Das Thema Elektromobilität nimmt nach schleppendem Start immer weiter Fahrt auf, wie nicht nur die aktuellen Zulassungszahlen belegen. Auch das Geschäft mit privaten Ladesäulen, den sogenannten Wallboxen, floriert. „In den vergangenen Wochen hat eine riesige Welle eingesetzt“, weiß Markus Schuchardt aus der Geschäftsleitung des Wolfsburger Unternehmens Cubos, das größter Anbieter in der Region für die Installation von Wallboxen ist.

© ROLAND HERMSTEIN
© ROLAND HERMSTEIN

Derzeit montieren die Experten der Firma quasi eine Wallbox nach der anderen. „Wenn unser Installateur mit einem Auftrag fertig ist, kriegt er teilweise schon den nächsten Anruf“, berichtet Fritz Kröger, Leiter Elektrotechnik.
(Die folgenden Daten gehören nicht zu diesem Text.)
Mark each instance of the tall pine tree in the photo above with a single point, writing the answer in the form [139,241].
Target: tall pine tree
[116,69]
Ein bedeutender Grund dafür sei die Umstellung der Dienstwagen-Flotte von Volkswagen auf E-Autos. In kurzer Zeit brauchen die davon betroffenen Mitarbeiter abrechnungsfähige Wallboxen, zeitgleich hat Volkswagen mit der Auslieferung der passenden Wallboxen des Tochterunternehmens Elli begonnen, auf die der überwiegende Teil der Dienstwagenfahrer zurückgreift.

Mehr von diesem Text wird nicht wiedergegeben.